Coronavirus infection primarily effects the lungs causing pneumonia, acute lung injury and potentially acute respiratory distress syndrome (ARDS), which can cause respiratory failure. There is no effective pharmacotherapy for ARDS, and treatment generally consists of respiratory support. There are clinical trials using mesenchymal stem cells (MSCs) for the treatment of acute lung injury underway,, and these have shown promising early results, however limited supply, difficulty with storage and distribution, and risk of iatrogenic disease limit the potential of this type of therapy.
MSC exosomes have also been investigated in preclinical studies as an acellular alternative to cell-based therapy for ARDS. MSC exosomes have been shown to reduce the levels of pro-inflammatory signaling molecules, which contribute to the pathogenesis of ARDS. They also increase the levels of anti-inflammatory signaling mediators that may help to reduce the severity of the lung injury, which causes increased permeability of the alveolar epithelium. The resulting accumulation of proteinaceous fluid in the smallest air sacs of the lungs impairs the normal oxygen exchange between the lungs and the circulation. Other contents of MSC exosomes, such as keratinocyte growth factor, may help to restore the normal barrier of the alveolar epithelium and contribute to the clearance of the fluid in the alveoli. MSC exosomes have also demonstrated the ability to transfer mitochondria to cells, potentially contributing to their ability to maintain cellular energy metabolism and increasing cellular survival. These and other effects of MSC exosomes demonstrated in preclinical studies of ARDS suggest the potential of exosomes as a therapeutic agent.
Beyond their effects in preclinical models of ARDS, MSC exosomes may also interfere directly with viral replication to reduce the levels of the virus. In vitro studies of both influenza and hepatitis C virus (HCV) have demonstrated the ability of MSC exosomes to inhibit viral replication via transfer of micro RNA (miRNA). Both of these viruses are RNA viruses, like coronavirus, and the pathogenesis of the pulmonary disease in influenza is not dissimilar to that of coronavirus.
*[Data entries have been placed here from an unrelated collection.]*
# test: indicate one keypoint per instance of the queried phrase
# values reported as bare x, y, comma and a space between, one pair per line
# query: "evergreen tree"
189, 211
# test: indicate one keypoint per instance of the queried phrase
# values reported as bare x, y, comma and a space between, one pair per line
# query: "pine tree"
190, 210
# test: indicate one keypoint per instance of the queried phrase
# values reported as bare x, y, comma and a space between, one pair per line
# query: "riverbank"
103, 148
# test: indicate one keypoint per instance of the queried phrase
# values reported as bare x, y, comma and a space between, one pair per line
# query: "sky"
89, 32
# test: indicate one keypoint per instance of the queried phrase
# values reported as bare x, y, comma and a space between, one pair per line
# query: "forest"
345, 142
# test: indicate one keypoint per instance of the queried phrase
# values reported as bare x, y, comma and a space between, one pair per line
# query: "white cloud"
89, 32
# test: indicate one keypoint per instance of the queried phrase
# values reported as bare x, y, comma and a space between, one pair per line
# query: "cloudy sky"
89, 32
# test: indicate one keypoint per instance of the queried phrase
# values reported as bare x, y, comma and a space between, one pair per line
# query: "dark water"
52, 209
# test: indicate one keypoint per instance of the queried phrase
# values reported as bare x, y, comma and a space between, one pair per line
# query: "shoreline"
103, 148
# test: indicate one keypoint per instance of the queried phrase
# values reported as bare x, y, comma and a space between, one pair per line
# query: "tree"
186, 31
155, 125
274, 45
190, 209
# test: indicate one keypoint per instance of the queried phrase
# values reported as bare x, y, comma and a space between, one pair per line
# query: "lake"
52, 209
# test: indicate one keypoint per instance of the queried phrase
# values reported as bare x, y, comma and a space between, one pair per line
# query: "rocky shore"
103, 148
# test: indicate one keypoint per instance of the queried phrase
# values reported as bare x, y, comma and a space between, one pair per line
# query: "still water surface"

In a pig model of influenza virus, intratracheal administration of MSC-EVs 12 h after influenza virus infection significantly reduced virus shedding in the nasal swabs, influenza virus replication in the lungs, and virus-induced production of proinflammatory cytokines in the lungs of influenza-infected pigs. In the study of HCV infection, researchers were able to identify four specific miRNA molecules (let-7f, miR-145, miR-199a, and miR-221) that mediated RNA-induced silencing complexes to inhibit viral RNA translation to protein and reduce viral replication. Bioinformatic analysis of the RNA genome of these viruses and comparison with the miRNA contents of the exosomes enabled researchers to not only detect potential direct anti-viral activity of the exosomes, but also identified the specific miRNA molecules involved and their mechanism of action. The same type of analysis could be done using the RNA genome of coronavirus.
The positive preclinical studies on MSC exosomes as a therapy for ARDS and their inhibitory activity on similar viruses may warrant expedited investigation of MSC exosomes as a readily available therapy for coronavirus infection. The next steps may involve in vitro studies of the effects of MSC exosomes on lung epithelial cells incubated with coronavirus. Rapid investigation of these naturally occurring stem cell exosomes may help to reduce the morbidity and mortality of this pandemic virus.